Der frühere olympische Kanufahrer David Hearn bestreitet, dass das Gebäude von US-Präsident Donald Trump in Washington, D.C. durch die Poolrenovierung beschädigt wurde.
Veröffentlicht am 9. Juli 2026
Ein ehemaliger US-Olympioniken hat sich nicht schuldig bekannt, das frisch renovierte Lincoln Memorial Reflecting Pool zerstört zu haben. Der Fall hat landesweite Aufmerksamkeit erregt, da es Vorwürfe gibt, dass die Regierung von US-Präsident Donald Trump versucht, die Schuld für eine problematische Renovierung abzuwälzen.
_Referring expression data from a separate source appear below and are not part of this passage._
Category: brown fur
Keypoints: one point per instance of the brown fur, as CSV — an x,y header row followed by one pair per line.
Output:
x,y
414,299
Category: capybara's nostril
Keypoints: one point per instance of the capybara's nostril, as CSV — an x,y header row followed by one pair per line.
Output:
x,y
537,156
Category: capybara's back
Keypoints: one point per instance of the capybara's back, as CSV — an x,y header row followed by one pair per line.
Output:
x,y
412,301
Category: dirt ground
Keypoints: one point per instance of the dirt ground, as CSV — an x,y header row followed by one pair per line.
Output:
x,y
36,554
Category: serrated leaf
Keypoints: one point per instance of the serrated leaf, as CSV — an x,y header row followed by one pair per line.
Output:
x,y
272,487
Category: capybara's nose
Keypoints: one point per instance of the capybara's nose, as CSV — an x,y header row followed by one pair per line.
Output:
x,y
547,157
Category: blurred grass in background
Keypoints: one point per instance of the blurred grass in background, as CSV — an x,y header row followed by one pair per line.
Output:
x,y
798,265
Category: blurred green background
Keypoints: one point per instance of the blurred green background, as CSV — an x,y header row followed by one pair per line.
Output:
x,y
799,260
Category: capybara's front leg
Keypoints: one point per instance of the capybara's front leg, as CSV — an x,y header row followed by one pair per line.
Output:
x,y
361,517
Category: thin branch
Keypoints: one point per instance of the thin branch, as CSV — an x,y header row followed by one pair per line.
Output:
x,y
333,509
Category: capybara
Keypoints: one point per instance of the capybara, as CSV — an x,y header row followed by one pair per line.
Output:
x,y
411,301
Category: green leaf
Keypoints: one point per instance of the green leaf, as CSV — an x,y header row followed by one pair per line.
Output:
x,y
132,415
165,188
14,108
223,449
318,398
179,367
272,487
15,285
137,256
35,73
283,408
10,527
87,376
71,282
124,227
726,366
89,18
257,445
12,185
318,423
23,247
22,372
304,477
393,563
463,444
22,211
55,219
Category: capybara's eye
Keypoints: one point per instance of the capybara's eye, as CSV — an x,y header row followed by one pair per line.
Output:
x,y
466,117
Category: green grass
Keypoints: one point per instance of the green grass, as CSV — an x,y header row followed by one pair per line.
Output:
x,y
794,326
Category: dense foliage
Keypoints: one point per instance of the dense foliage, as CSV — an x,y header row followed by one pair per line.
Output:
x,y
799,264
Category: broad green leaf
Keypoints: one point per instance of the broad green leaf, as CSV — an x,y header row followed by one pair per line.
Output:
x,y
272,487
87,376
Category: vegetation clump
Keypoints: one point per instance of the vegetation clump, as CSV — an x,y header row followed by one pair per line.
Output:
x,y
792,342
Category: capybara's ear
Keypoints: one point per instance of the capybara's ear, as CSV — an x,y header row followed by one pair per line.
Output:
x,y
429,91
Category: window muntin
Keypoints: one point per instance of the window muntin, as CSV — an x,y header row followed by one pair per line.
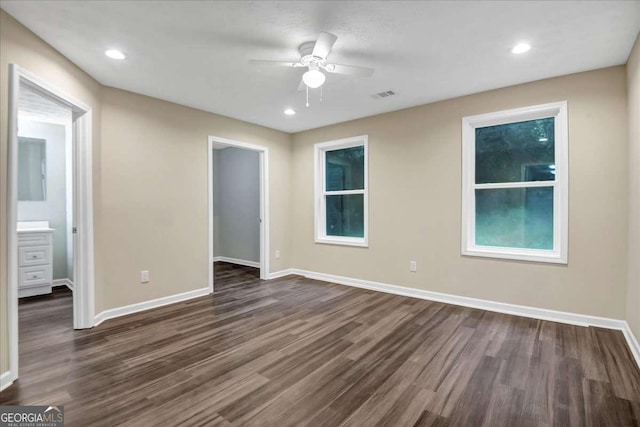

David „Davey“ Hearn, ein 67-jähriger dreimaliger olympischer Kanu-Rennfahrer, reichte am Donnerstag seine Klage vor einem Bundesgericht ein, nachdem die Staatsanwaltschaft ihn beschuldigt hatte, auf Wunsch von Trump im Vorfeld der Feierlichkeiten zum 250. Jahrestag der Unabhängigkeit der Vereinigten Staaten am 4. Juli in der National Mall in Washington „böswillig“ die auf Trumps Wunsch am Boden des reflektierenden Beckens angebrachte „blaue“ Auskleidung beschädigt zu haben.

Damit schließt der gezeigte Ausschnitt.